Hamelin City Archive

The homeland as a war front 

N.N. | Karl Sassenberg, June 1941

Air raid attacks carried the war deep into enemy territory. Hamelin, mostly only flown over by bombers heading eastwards, experienced this directly for the first time on the night of 17th to 18th June 1941. 24 people died in Walthausenstraße and Stüvestraße. The regime commemorated them three days later at the Lüttgen Markt as war “heroes”. 

Hamelin City Archive

 

We bid farewell to [the dead] by once more rallying around the Führer and vowing to him to fight to the last and if necessary to make the same sacrifice as they have made for us.
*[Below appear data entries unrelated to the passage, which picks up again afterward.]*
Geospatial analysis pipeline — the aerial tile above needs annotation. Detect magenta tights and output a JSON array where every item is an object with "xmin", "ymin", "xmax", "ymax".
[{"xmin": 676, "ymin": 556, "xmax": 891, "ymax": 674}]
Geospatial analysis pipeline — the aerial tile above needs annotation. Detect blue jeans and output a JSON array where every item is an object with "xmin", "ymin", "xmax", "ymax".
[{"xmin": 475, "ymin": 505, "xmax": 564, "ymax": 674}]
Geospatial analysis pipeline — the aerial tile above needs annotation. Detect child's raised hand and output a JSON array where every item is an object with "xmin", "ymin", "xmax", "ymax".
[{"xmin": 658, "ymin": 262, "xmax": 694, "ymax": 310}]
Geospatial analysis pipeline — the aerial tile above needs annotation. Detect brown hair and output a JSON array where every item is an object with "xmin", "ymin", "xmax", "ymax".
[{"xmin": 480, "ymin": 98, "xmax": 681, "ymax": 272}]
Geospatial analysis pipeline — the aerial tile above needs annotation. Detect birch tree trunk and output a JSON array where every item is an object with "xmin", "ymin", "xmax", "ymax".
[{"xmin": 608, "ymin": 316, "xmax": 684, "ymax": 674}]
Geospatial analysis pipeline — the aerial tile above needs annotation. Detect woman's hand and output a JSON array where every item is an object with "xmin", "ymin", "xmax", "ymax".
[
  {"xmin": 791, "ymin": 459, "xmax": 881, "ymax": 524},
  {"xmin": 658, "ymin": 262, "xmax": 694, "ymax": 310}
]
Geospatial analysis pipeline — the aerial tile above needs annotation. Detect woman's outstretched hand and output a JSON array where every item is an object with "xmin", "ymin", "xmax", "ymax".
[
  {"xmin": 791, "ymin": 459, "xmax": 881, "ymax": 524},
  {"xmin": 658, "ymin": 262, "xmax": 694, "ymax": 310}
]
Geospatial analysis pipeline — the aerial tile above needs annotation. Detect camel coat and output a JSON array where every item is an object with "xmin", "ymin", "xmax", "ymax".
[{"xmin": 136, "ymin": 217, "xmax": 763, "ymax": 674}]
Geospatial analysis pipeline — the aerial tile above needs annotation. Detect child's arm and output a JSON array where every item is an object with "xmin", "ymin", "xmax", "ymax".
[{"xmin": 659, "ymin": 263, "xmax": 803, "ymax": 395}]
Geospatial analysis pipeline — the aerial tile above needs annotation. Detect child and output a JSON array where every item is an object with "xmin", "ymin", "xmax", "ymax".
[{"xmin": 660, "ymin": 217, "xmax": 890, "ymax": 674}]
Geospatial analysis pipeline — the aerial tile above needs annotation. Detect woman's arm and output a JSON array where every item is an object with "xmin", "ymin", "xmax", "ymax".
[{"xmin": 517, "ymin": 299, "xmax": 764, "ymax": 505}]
District leader Hartmann Lauterbacher in his eulogy to bombing victims, 21.6.1941

 

Certificate, people’s gas mask

Hamelin, 1941 | 1941

It was already clear in the 1930s that a “modern” war would bring bombing attacks on the civilian population. When Margarete Matthias trained as a civilian air defence assistant in 1941, these attacks had long been a reality.  

Since the dropping of chemical warfare agents was feared, until the end of the war over 40 million “people’s gas masks” were distributed among the population. This one belonged to Heinz M. from Holtensen.

Coffee grinder

Remscheid, after 1932

When the bombing attacks on Dortmund became increasingly deadly in 1943, Gisela R. was taken in by her uncle and aunt in Hamelin. She now lived without her parents and siblings in an unfamiliar city. She took the attractive grinder with her as a reminder of her family far away in the Ruhr region. It went with her for comfort into the cellar in Hamelin during each air raid alert.

When her family’s home in Dortmund was bombed, her mother and siblings travelled with almost nothing to Hamelin to stay with the relatives. The R. family remained in Hamelin after the end of the war.